На другом конце спектра находятся те, кто, как мангака и критик Эйдзи Оцука, видит в аниме своего рода «безгосударственность» (mukokuseki), то есть примечательное отсутствие каких-либо японских черт, как мы можем видеть в больших глазах, часто экзотических цветах волос и выборе сеттинга. Но проблема здесь в том, что то, что делает аниме японским, теперь становится чем-то, что нужно изгонять. Действительно, Райна Денисон, цитируя Оцуку, говорит об «очищенной форме японской культуры» [Denison, 2015, p.10]. И настаивая на инаковости аниме для японской аудитории, она не учитывает более знакомые его аспекты и экзотичность, которую оно тем не менее проявляет для неяпонской публики.

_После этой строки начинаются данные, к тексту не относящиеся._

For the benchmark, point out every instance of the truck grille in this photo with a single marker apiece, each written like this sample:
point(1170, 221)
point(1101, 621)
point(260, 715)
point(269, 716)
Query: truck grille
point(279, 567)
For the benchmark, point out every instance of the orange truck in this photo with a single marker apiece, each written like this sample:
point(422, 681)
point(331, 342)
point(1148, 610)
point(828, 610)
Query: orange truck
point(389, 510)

Таким образом, попытка найти определение, которое было бы основано на национальных истоках и культурных особенностях аниме, приводит нас к следующему выводу: хотя верно, что, как утверждают Клементс и Маккарти, «если японское происхождение не имеет основополагающего значения в определении аниме, то тогда этот термин вообще не имеет смысла использовать» [2015, p. 38], национальное происхождение не может быть единственным рассматриваемым критерием. Идея того, что аниме может быть отдельным стилем, заманчива, но тогда мы должны объяснить, что именно мы подразумеваем под этим словом, учитывая разнообразие образов и жанров, присутствующих в аниме.

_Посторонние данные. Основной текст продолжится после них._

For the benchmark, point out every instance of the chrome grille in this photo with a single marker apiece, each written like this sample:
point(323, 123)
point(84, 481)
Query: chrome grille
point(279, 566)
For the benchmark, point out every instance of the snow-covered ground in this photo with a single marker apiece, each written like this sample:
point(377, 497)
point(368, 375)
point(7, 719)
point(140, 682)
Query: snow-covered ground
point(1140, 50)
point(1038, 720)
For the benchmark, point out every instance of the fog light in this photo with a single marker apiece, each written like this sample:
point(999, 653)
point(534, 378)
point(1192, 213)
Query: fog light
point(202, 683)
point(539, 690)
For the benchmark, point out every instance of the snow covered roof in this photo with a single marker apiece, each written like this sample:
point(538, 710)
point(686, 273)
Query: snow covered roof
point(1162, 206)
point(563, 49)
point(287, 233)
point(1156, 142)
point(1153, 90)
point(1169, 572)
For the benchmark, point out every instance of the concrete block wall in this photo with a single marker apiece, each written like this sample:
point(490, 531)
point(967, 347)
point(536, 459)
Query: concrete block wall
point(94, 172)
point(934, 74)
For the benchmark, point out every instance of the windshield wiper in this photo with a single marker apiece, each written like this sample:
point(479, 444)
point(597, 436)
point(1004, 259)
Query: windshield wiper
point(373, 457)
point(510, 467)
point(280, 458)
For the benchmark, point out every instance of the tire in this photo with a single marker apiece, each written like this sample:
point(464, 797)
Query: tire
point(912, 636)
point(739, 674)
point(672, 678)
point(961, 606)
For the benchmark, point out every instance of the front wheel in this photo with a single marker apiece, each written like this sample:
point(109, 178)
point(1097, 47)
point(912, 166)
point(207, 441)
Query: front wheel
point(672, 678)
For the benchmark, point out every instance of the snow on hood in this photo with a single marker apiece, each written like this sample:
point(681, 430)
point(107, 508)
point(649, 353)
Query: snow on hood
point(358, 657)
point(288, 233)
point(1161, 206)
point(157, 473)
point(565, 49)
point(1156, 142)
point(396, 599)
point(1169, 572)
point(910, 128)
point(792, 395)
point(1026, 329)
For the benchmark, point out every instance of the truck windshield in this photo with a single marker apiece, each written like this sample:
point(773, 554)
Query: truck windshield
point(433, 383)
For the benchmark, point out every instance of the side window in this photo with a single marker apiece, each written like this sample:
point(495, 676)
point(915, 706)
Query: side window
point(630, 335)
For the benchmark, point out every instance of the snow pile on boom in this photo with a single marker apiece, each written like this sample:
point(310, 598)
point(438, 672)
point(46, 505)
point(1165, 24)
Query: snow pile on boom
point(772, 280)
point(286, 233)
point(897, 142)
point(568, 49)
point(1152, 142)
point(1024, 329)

Аниме — это то, что на экране?
Хотя формулировка этого вопроса может показаться несколько странной, поскольку очевидно, что аниме как анимация — это то, на что мы смотрим, довольно большая часть академических исследований решила подходить к аниме более окольным путём. Проще говоря, многие исследователи решили отказаться от подхода к аниме как к текстам, предпочитая думать о своём подходе как о подмножестве медиа-исследований. Поэтому вопрос заключается не в том, «что аниме говорит нам об X?» или «как аниме создаёт определённый вид эстетического опыта?», а в том «как наши отношения с аниме характеризуют общее отношение к медиа?» Здесь определение аниме — это не столько вопрос, поскольку по определению это всего лишь один элемент общего «медиамикса» [Steinberg, 2012], границы которого вечно размыты и расширяются.
Однако этот подход интересен тем, что он фокусируется не на том, что нам показывает аниме, а на том, как мы смотрим на него. Поэтому он предполагает рассмотрение не только аниме, но и того, что я бы обычно назвал «медиа, связанные с отаку» (а не «анимацию», «миры аниме», «культуру манги», «Крутую Японию» и т. д.), как результат практик потребления, но также и создания в движении творчества, которое является одновременно оригинальным и производным.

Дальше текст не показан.